This Faculty Early Career Development (CAREER) award will reveal how biophysical signals at multiple length scales can be used to engineer personalized heart tissues. These engineered tissues could replace damaged heart muscle in adults. Heart attack causes permanent loss of heart muscle and can lead to heart failure. Current treatments cannot regenerate damaged heart muscle. Induced pluripotent stem cells, which come from a person’s own cells, can become any cell type. As such, these cells offer new hope for personalized engineered heart tissue regeneration. However, heart tissues made from these cells to date lack the functionality of adult tissues. This is because heart muscle cells generated from stem cells are immature in shape, size, and function. There is a critical need to improve heart muscle cell maturity for engineering adult heart tissue. Drawing inspiration from the heart’s multiscale structure, this research will explore how three-dimensional biophysical signals can be used to improve heart muscle cell maturity and how this knowledge can be leveraged to manufacture personalized adult heart tissues. The complementary education program will use this research context to promote equity in engineering education through curriculum innovation. This work will also broaden access to engineering for those who have been historically excluded through scalable K-12 programs.

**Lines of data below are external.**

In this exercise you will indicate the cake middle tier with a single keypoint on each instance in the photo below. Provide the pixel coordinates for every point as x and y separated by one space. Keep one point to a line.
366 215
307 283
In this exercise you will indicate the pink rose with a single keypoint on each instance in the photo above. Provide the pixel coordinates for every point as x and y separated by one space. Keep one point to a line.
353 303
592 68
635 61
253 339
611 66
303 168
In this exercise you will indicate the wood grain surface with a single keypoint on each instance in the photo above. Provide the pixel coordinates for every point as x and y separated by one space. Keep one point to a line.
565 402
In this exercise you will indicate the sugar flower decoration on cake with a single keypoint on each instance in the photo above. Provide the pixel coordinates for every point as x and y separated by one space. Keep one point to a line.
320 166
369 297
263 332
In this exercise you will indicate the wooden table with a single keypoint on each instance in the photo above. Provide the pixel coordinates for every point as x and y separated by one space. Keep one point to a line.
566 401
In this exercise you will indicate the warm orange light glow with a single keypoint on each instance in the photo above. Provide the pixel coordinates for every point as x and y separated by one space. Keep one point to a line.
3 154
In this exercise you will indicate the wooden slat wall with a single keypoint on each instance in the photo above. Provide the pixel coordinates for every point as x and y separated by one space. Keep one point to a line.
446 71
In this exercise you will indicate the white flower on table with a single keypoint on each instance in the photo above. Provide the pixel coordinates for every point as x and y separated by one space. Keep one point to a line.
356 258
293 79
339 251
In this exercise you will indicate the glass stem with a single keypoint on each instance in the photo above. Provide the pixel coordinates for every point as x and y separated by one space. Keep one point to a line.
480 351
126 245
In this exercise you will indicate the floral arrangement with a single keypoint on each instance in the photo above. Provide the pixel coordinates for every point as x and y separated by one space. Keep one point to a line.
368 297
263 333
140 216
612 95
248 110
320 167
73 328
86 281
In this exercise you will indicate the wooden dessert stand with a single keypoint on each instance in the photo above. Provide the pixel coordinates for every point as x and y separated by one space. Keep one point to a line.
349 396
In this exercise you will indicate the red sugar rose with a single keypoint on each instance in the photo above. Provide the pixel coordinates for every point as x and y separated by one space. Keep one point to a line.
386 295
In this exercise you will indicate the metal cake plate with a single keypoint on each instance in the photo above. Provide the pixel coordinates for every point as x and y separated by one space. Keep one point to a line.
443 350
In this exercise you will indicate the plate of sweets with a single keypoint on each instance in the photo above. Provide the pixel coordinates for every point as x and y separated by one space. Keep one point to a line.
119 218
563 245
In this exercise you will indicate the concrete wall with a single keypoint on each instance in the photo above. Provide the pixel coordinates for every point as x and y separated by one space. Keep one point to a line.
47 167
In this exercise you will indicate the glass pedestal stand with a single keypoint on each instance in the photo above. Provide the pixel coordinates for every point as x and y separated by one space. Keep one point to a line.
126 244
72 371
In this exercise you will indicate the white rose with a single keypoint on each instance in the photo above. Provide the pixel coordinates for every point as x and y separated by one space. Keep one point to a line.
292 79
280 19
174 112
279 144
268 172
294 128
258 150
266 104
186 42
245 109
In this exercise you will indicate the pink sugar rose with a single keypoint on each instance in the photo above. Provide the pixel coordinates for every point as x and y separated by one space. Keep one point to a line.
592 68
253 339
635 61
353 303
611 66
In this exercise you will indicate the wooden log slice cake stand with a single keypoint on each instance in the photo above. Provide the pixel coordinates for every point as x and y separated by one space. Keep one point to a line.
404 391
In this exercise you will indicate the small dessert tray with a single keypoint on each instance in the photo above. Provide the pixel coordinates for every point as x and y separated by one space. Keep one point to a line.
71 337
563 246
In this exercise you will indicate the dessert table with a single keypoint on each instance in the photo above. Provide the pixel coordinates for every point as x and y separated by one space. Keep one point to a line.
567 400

The goal of this research program is to develop fundamental mechanistic understanding of how multiscale biophysical cues can be used to influence the structural and functional maturity of engineered heart tissues. Using a novel multiscale platform that permits orthogonal control of stiffness, viscoelasticity, and three-dimensional geometric confinement, this research will determine how these microscale and mesoscale cues influence cardiomyocyte maturation defined by cellular ultrastructure, contractile force, and conduction velocity. Through bioinformatic analyses, this work will uncover mechanisms by which these cues have influence individually and collectively. Additionally, this work will determine if biophysically mediated maturation introduced in unit biomanufacturing processes persists in the hierarchical formation of large-scale engineered heart tissues. This inclusively designed research will identify differential effects of biophysical stimuli associated with cell sex in engineering adult heart tissues. The integrated education program will create systems to advance equity in engineering education and broaden participation of historically excluded racial and ethnic groups. This award will present a major step toward transforming mechanobiological insights into biomanufacturing processes enabling the creation of personalized, fully functional engineered tissues and to measurably impact equity, diversity, and inclusion in engineering with new faculty-driven change models.
This award reflects NSF's statutory mission and has been deemed worthy of support through evaluation using the Foundation's intellectual merit and broader impacts review criteria.